Check out the first sentence I bolded. Rush is taking giant leaps here (I don't like the visual image that provided). He's referring to "some Americans" but he never tells us who these people are. He's telling us that these "some Americans" are not interested in victory (left undefined) and that this makes them bad patriots.

It's hard to address a sentence like that, because there's no "there" there. Sorta. What Rush is really saying is that there is only one way to be patriotic, and that is to support George Bush. Anything else is more like treason. If you don't support Bush you are not for victory, it seems.

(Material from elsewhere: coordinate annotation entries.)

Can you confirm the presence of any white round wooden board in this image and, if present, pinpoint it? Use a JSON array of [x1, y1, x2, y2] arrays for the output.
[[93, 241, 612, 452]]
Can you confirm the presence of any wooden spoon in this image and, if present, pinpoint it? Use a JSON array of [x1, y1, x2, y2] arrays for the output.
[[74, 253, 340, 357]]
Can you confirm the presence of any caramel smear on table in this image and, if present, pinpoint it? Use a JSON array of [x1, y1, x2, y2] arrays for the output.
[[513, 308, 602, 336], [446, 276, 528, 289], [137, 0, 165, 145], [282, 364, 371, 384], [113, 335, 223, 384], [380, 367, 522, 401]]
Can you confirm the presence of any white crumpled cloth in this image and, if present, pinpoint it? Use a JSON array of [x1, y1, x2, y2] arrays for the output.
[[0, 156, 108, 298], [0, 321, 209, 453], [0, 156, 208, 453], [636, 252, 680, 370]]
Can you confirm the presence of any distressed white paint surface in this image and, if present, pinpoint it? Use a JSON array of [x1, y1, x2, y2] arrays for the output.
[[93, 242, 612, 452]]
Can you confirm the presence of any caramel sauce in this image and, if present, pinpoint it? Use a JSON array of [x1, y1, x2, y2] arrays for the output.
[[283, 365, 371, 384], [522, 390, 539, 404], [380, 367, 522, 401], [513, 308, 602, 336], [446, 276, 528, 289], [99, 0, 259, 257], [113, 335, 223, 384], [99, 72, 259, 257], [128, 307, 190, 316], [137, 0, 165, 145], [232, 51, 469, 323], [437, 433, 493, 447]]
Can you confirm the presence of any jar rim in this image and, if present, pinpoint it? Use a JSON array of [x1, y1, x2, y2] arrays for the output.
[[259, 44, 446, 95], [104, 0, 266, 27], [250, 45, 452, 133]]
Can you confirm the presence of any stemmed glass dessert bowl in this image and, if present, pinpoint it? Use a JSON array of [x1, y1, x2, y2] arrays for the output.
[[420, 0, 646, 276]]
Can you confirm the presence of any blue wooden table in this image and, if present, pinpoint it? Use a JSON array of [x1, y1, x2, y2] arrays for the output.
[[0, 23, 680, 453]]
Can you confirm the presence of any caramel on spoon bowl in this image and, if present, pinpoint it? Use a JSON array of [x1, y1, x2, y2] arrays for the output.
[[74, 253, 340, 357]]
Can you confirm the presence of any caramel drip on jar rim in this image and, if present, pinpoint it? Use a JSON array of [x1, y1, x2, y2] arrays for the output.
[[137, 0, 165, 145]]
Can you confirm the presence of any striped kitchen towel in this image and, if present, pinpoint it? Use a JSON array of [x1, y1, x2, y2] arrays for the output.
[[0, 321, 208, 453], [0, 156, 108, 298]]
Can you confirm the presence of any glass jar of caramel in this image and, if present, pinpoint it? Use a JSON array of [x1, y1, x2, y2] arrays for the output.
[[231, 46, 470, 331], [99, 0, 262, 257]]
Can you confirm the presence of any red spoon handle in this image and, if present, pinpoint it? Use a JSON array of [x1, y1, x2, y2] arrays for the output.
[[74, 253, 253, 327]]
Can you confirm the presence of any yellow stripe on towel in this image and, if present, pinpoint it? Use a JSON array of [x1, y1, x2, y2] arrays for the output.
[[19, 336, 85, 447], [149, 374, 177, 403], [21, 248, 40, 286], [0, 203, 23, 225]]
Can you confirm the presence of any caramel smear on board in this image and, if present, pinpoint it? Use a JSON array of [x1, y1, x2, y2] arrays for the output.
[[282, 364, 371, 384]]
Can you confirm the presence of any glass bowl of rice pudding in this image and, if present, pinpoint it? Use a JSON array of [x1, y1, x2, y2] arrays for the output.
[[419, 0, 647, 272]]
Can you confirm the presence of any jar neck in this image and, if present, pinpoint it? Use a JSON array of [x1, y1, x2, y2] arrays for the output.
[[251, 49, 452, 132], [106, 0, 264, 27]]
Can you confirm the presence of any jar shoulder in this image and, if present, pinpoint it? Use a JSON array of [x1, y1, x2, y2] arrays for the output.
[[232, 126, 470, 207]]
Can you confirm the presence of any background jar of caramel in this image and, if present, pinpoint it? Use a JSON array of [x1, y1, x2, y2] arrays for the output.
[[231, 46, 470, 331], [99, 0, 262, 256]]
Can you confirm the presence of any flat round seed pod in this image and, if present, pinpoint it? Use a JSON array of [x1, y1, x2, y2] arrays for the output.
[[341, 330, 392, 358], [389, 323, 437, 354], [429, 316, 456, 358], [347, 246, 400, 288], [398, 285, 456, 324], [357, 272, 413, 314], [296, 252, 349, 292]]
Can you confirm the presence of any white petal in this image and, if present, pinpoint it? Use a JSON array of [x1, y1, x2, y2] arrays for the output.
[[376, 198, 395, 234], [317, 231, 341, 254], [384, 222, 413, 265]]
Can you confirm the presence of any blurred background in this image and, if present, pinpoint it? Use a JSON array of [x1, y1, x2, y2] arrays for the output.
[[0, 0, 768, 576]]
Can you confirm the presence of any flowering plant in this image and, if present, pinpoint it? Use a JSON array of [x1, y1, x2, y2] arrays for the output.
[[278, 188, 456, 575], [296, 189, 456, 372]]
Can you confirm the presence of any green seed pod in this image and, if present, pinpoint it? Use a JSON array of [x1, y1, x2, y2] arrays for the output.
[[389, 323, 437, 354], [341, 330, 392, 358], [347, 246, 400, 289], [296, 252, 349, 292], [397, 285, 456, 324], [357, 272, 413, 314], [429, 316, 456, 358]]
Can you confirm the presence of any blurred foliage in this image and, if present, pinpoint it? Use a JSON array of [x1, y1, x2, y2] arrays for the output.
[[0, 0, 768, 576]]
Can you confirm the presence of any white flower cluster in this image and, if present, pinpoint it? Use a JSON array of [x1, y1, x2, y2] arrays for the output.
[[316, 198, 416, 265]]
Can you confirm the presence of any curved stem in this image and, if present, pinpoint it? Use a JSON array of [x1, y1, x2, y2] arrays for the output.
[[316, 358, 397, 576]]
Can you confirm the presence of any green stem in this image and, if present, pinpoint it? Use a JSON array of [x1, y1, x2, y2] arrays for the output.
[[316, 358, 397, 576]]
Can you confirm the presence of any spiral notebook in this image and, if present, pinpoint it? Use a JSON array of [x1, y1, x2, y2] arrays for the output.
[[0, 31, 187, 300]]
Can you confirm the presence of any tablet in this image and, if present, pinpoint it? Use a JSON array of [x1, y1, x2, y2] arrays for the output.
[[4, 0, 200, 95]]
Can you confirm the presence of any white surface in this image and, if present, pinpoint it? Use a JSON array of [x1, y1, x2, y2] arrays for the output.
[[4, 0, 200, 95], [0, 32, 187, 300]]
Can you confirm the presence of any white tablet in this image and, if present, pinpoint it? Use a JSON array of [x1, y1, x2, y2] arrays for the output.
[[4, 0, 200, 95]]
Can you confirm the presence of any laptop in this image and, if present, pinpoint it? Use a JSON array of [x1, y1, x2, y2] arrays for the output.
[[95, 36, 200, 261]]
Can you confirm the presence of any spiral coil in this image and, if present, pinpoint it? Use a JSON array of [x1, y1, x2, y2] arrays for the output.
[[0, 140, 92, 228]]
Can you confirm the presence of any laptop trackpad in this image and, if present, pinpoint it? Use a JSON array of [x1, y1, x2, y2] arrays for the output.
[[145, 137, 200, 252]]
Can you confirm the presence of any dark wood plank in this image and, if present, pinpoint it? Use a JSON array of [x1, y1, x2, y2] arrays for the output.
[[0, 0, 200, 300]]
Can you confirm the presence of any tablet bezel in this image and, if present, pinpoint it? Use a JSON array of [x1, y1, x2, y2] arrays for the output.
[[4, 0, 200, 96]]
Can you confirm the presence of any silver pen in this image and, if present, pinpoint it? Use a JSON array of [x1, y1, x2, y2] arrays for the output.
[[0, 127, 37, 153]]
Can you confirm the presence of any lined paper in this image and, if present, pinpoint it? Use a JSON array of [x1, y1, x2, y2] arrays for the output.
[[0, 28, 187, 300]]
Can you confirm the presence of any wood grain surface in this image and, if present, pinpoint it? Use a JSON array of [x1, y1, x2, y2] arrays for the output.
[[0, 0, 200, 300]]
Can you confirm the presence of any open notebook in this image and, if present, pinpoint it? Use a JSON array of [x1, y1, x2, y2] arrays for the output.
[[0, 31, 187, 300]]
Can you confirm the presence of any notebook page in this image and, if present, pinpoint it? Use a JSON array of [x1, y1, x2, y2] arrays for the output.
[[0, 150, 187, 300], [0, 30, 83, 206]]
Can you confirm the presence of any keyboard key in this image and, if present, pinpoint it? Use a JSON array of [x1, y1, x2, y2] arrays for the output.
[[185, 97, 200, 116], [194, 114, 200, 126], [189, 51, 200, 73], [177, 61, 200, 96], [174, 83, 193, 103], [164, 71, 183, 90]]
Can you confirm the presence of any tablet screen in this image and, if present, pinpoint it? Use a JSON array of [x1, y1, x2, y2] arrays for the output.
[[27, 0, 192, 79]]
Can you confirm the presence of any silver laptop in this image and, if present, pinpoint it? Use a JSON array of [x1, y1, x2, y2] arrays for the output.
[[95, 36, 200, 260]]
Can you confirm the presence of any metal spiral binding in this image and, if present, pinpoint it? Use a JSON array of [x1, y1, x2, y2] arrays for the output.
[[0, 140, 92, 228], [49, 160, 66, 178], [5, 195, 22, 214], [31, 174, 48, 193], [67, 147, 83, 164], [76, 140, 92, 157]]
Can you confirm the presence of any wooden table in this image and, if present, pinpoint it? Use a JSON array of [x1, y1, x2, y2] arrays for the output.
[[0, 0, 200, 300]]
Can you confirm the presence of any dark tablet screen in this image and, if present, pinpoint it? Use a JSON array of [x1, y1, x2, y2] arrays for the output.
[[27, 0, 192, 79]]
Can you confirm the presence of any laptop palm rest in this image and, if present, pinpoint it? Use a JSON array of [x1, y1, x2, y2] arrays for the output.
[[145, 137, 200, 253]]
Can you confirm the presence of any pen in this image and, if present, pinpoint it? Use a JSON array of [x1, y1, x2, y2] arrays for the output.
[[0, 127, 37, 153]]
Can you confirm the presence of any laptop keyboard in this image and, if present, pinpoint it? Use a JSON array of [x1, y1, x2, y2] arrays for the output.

So according to Bush I want bin Laden to win and to take over this country and to put me into a burqa. Very funny.

The long sentence I bolded is essentially a rerun of the same argument. We must criticize nothing the government does, nothing. Because if we do it means we are not patriotic. Later, Rush argues that everybody should rally behind the country, regardless of party affiliation, to defeat what he so quaintly calls Islamofascism. This might not apply to Rush himself, of course, given the horrible things he said about Bill Clinton earlier on. And I'm really wondering how Rush would rally behind a Democratic president in a similar situation, at least without having a knife in his hand.

To finish off this post, I couldn't stop thinking that when Rush says that "patriotims is supporting our troops in the battlefield" he might have used that definition of support tongue-in-cheek. For what is it that Americans are asked to do to support the troops in the battlefield? To put some "Made in China" stickers on their SUVs? To go and shop? And what about the support the troops need once they come home? Like medical benefits for the permanently disabled?

That was fun, but I went on too long.

Have a good weekend. Olvlzl will be driving this blog for the next two days while I go cavorting.